Одни управляют миром, другие сами являются миром. Между каким-нибудь американским миллионером, имеющим капитал в Англии или Швеции и лидером социалистов в деревне – нет качественного различия, только количественное. Ниже их обоих находимся мы, незначительные: драматург – путаник Вильям Шекспир, учитель начальной школы Джон Мильтон, бродяга Данте Алигьери, мальчик на посылках, который мне вчера принёс извещение, или парикмахер, рассказывающий мне анекдоты, официант, который только что проявил свои дружеские чувства ко мне, пожелав мне доброго здоровья по причине недопитой мною бутылки вина.

25.

Передо мной олеография неизбежности. Смотрю на неё, не зная, вижу ли. На витрине она выставлена вместе с другими и находится в центре витрины в пролёте лестницы.

Она прижимает к груди весну, и глаза её, устремлённые на меня, грустны. Улыбается блеском бумаги и алым цветом щёк. Небо за ней ясно-голубое. Вырез её небольших губ своим выражением дополняет её печальный взгляд, кажется, она глядит на меня с сожалением. Её рука, поддерживающая букет цветов, напоминает мне чью-то знакомую руку. Платье или блузка открывают грудь в глубоком овальном вырезе. Глаза её действительно грустны: их взгляд проникает в душу как взгляд живого человека. Она пришла с весной. Её печальные глаза велики, но это не имеет значения. Отрываю себя от витрины большим усилием. Пересекаю улицу и оборачиваюсь, - попытка обречённого мятежа. Она попрежнему хранит подаренную ей весну, а глаза её грустны, как то, чего у меня нет в жизни. С такого расстояния, как оказывается, олеография имеет больше цветов. Я и не заметил, что голову её обвивает розовая лента. Замечаю также в её таких живых, хоть и нарисованных, глазах, пугающее выражение: неизбежное предостережение совести, молчаливый крик имеющего душу. Ценой большого усилия пробуждаюсь ото сна, как собака, отряхивающая с себя влагу густого, непроницаемого тумана. И в довершение моего ощущения дезертирства, какое бывает всегда при прощании с любой другой вещью, печальные глаза самой жизни с этой метафизической олеографии на расстоянии, кажется, так смотрят на меня, будто я знаю Бога. Внизу под гравюрой – календарь. Вся гравюра обрамлена снизу и сверху двумя чёрными линиями. В этих границах над 1929 годом с устаревшей каллиграфически выписанной виньеткой и с неизбежным 1 января, печальные глаза улыбаются мне иронически.

Оказалось забавным, когда я в конце концов вспомнил, откуда я знаю эту фигуру. В нашей конторе, в одном из углов в её глубине, есть один точно такой же календарь, который я видел много раз.

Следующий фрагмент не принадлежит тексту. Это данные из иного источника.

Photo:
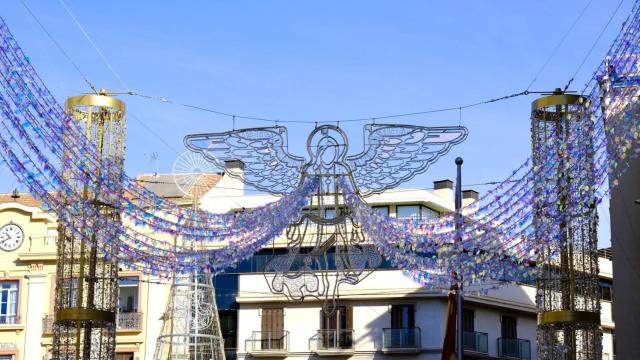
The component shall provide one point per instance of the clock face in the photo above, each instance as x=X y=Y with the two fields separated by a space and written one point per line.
x=11 y=237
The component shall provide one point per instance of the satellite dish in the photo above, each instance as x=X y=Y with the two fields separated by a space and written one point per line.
x=192 y=174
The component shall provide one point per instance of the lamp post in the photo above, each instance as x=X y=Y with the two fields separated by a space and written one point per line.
x=459 y=297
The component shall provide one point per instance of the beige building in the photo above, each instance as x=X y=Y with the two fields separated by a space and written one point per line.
x=386 y=315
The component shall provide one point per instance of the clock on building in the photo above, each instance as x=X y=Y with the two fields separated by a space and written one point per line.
x=11 y=237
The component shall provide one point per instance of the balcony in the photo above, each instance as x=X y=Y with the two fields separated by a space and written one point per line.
x=47 y=324
x=125 y=322
x=475 y=342
x=332 y=343
x=514 y=349
x=406 y=340
x=268 y=344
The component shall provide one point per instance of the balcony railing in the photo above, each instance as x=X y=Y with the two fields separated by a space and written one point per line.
x=128 y=321
x=475 y=341
x=268 y=341
x=514 y=348
x=402 y=338
x=9 y=319
x=331 y=340
x=124 y=322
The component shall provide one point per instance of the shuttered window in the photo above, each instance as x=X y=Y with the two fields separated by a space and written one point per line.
x=403 y=316
x=273 y=328
x=337 y=327
x=509 y=327
x=468 y=321
x=124 y=356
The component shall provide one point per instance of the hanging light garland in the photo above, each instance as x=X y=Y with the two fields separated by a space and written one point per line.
x=497 y=237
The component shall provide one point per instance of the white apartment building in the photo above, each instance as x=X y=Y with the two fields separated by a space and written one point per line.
x=385 y=316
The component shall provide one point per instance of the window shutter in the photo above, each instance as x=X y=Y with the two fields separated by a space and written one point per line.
x=349 y=325
x=412 y=317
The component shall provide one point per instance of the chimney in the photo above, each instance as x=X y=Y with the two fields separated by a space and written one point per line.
x=443 y=189
x=469 y=197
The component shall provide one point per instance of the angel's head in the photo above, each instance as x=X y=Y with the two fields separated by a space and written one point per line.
x=327 y=145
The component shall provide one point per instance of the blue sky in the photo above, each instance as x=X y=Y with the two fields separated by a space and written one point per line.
x=319 y=61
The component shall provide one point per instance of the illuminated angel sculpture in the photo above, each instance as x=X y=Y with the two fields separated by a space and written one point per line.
x=325 y=248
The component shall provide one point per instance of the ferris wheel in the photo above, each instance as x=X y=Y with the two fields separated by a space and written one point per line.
x=190 y=172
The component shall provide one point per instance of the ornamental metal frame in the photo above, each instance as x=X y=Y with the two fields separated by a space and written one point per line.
x=325 y=248
x=86 y=291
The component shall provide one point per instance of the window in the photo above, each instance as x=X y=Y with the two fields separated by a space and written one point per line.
x=606 y=289
x=468 y=320
x=428 y=213
x=337 y=327
x=416 y=212
x=229 y=327
x=408 y=211
x=382 y=210
x=9 y=302
x=509 y=327
x=124 y=356
x=403 y=316
x=128 y=294
x=273 y=336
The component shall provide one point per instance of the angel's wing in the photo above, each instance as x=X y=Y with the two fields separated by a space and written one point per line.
x=395 y=153
x=267 y=165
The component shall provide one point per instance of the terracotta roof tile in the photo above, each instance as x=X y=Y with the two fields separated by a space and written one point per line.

Но в результате какой-то тайны, то ли принадлежащей олеографии, то ли мне самому, тот экземпляр, в конторе, не смотрит на меня с таким сожалением. Это просто какая-то олеография (на блестящей бумаге, она висит над головой нашего служащего Алвеша-левши, выполняя в своём сомнамбулическом сне роль обрамления, смягчающего его резкие черты).

Мне хочется посмеяться над всем этим, но чувствую сильное недомогание. Чувствую внезапный приступ озноба души. Не имею силы возмутиться против такой нелепости. Не окно ли это, через которое открывается мне тайна Бога, против моего желания? Куда выходит эта витрина в пролёте лестницы? Что это за глаза глядят на меня так пристально с олеографии? Я почти дрожу. Непроизвольно поднимаю глаза к тому отдалённому углу конторы, где находится настоящая олеография. Постоянно возвращаюсь к ней взглядом.